In 2000 there were 880 workers who lived in the municipality. Of these, 419 or about 47.6% of the residents worked outside Lengwil while 556 people commuted into the municipality for work. There were a total of 1,017 jobs (of at least 6 hours per week) in the municipality. Of the working population, 4.5% used public transportation to get to work, and 50.6% used a private car.

==Religion==
From the 2000 census, 335 or 27.3% were Roman Catholic, while 663 or 54.0% belonged to the Swiss Reformed Church. Of the rest of the population, there are 4 individuals (or about 0.33% of the population) who belong to the Orthodox Church, and there are 56 individuals (or about 4.56% of the population) who belong to another Christian church. There was 1 individual who was Jewish, and 12 (or about 0.98% of the population) who are Islamic. There are 4 individuals (or about 0.33% of the population) who belong to another church (not listed on the census), 120 (or about 9.78% of the population) belong to no church, are agnostic or atheist, and 32 individuals (or about 2.61% of the population) did not answer the question.

==Transport==
Lengwil sits on the Wil–Kreuzlingen line between Weinfelden and Kreuzlingen and is served by the St. Gallen S-Bahn at Lengwil railway station.

==Education==
The entire Swiss population is generally well educated. In Lengwil about 73.5% of the population (between age 25 and 64) have completed either non-mandatory upper secondary education or additional higher education (either university or a Fachhochschule).

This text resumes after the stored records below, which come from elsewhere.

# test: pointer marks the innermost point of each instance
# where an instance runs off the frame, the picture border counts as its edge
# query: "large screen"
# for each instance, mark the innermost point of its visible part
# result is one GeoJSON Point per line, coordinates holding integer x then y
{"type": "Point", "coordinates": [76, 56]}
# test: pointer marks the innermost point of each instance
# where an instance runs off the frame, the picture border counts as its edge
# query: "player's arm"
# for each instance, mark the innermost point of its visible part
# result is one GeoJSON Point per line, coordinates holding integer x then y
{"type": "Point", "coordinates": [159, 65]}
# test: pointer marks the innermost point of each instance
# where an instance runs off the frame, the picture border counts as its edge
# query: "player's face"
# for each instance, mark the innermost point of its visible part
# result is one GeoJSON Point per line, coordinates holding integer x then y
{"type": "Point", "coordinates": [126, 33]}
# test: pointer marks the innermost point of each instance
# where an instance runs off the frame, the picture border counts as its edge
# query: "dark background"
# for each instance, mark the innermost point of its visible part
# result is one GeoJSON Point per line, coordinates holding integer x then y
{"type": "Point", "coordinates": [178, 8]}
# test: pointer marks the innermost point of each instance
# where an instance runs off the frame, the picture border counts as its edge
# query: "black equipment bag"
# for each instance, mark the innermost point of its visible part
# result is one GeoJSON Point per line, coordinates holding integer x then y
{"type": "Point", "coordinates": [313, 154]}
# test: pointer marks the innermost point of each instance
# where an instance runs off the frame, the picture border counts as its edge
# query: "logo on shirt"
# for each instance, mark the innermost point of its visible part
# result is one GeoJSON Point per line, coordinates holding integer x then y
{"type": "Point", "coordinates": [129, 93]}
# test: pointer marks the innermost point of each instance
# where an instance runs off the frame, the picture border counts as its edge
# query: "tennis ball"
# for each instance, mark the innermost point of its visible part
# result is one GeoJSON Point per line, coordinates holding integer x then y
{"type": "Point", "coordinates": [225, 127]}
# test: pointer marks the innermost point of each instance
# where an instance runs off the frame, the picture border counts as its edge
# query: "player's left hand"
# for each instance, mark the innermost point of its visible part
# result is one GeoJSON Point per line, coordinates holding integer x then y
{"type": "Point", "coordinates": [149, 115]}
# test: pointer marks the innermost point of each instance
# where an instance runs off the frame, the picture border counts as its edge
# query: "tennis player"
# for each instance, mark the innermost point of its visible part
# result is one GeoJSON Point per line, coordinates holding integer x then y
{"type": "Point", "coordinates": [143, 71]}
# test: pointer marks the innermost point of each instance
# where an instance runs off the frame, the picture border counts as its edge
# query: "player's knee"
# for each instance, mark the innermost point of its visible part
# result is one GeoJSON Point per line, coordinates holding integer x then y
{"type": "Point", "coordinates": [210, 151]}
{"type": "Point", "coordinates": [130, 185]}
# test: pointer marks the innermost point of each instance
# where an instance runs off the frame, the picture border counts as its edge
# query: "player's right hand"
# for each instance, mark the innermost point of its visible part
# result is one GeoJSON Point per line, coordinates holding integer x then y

Lengwil is home to the Oberhofen-Lengwil primary school district. In the 2008/2009 school year there were 78 students. There were 26 children in the kindergarten, and the average class size was 26 kindergartners. Of the children in kindergarten, 11 or 42.3% were female, 4 or 15.4% were not Swiss citizens and 3 or 11.5% did not speak German natively. The lower and upper primary levels begin at about age 5-6 and last for 6 years. There were 27 children in who were at the lower primary level and 25 children in the upper primary level. The average class size in the primary school was 17.33 students. At the lower primary level, there were 17 children or 63.0% of the total population who were female, 1 or 3.7% were not Swiss citizens and 2 or 7.4% did not speak German natively. In the upper primary level, there were 15 or 60.0% who were female, 2 or 8.0% were not Swiss citizens and 2 or 8.0% did not speak German natively.